第二章 「Zガンダムとクロスト・グランディオーナ」


 1

 痛い、と思ってそこに掌を向けた。
 次の瞬間に感知した柔らかい感触に、髪の毛に触れていることを悟る。
 玲治は、頭を押さえていたのだ。
(頭痛……?)
 今さらかよ、と少し苦笑。だが、あれほどの緊張感が無い今だからこそ痛みを感じることが出来たのかもしれない、と思い直して、彼は顔を上げた。
 その瞳が映すのは、コックピットの狭い闇ではない。謎の艦隊の姿も無く、霧の晴れたフィリピン海沖には、雲の隙間から午後の日差しが降りつつあった。
「どうしました?」
 横から聞いてくる平田に、何でもない、と手を挙げる。目前に迫ってきた巨大な影へと焦点を定め、小脇に抱えたドイツ製のSMGを保持した。

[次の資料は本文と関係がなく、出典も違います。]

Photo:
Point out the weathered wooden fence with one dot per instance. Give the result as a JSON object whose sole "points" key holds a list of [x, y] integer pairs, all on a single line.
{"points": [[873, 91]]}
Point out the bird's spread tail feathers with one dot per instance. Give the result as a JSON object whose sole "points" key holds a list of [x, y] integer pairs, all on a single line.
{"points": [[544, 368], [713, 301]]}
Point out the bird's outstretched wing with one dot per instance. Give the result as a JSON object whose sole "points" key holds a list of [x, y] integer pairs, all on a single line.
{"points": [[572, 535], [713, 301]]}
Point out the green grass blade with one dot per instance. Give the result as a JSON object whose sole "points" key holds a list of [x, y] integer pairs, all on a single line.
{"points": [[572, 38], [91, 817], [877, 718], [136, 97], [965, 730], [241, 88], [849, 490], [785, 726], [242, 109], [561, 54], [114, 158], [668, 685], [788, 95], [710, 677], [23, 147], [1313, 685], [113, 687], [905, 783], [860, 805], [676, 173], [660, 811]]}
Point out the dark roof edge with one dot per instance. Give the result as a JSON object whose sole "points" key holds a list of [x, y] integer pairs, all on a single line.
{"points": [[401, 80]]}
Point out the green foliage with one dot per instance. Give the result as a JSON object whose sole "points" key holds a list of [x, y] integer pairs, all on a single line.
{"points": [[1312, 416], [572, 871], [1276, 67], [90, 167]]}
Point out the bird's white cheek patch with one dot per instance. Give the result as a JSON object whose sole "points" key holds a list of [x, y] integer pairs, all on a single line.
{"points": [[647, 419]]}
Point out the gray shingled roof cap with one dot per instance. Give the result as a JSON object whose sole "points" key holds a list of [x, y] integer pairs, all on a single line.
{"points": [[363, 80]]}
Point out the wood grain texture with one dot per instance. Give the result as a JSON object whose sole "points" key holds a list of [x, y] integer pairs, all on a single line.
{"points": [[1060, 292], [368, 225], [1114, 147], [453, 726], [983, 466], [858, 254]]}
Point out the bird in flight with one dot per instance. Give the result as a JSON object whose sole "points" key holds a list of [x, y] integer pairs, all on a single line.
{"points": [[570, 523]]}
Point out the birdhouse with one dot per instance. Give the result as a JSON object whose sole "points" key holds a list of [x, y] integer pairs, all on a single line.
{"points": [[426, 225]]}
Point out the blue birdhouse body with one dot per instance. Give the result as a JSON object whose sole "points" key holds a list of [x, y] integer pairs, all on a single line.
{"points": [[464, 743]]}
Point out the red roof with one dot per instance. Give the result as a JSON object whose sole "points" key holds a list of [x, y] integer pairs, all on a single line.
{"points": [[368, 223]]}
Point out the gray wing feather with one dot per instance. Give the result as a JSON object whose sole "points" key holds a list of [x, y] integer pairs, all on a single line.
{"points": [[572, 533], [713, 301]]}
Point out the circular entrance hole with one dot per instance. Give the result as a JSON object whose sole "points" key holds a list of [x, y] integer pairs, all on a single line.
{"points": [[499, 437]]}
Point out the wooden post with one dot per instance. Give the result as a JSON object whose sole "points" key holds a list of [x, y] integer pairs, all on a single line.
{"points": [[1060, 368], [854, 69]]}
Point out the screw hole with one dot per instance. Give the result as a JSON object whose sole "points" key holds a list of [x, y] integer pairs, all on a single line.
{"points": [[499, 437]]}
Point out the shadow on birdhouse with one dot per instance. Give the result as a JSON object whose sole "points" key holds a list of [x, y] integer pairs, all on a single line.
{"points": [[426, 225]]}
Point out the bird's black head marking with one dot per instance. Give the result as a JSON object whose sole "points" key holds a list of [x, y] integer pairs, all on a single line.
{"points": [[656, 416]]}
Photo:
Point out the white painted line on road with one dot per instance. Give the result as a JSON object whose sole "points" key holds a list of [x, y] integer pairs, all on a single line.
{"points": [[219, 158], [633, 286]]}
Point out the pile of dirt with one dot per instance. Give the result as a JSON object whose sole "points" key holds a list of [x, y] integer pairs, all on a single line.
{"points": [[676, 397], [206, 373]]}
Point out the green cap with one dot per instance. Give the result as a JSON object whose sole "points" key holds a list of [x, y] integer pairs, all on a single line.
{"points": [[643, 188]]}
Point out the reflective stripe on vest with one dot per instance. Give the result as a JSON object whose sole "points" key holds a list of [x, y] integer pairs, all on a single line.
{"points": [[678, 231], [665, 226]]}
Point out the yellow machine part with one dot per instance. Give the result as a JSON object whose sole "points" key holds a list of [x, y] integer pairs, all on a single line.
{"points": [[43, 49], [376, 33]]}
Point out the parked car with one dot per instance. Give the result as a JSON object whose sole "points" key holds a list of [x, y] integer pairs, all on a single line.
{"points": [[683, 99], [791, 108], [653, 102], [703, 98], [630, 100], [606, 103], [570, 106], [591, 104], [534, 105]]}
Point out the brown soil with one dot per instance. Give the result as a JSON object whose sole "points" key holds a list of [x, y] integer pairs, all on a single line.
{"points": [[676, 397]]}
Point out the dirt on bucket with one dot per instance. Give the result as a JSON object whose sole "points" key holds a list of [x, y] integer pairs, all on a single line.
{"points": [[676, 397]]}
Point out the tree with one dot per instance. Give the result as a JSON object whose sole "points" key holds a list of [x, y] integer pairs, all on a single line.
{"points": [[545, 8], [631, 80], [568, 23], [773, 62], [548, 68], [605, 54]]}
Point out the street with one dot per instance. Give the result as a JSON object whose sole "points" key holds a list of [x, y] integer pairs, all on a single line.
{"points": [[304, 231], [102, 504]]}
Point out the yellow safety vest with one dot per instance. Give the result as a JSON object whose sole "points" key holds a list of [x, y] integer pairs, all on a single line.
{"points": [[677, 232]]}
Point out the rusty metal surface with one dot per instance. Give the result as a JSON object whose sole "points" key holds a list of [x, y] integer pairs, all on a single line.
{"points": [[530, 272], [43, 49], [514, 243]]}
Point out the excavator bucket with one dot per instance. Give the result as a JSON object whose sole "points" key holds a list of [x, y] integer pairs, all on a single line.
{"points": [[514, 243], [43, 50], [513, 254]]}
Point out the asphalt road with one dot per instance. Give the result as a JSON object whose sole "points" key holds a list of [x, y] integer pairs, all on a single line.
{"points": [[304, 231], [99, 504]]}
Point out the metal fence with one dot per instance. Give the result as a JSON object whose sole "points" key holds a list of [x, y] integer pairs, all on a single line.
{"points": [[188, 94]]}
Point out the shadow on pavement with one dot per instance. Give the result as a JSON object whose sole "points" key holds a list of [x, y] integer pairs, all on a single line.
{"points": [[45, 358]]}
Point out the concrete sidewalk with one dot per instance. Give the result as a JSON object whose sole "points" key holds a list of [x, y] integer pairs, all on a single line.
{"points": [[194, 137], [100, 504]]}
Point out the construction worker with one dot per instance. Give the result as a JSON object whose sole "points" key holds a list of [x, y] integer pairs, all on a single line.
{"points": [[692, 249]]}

 謎の艦隊との戦闘が終了したのは、今からほんの数分前のことである。それは、相手側が戦闘海域を抜けることで第三艦隊が全滅を免れる、と言う屈辱的な形に終わった。
 たったの十分くらいの戦いで、第三艦隊は、五隻の護衛艦と一隻の潜水艦を失った。実戦経験を積んだ貴重な司令官を失し、尚且つこれほどの損害を出してしまったことは、日本海軍の大きな損失となったのである。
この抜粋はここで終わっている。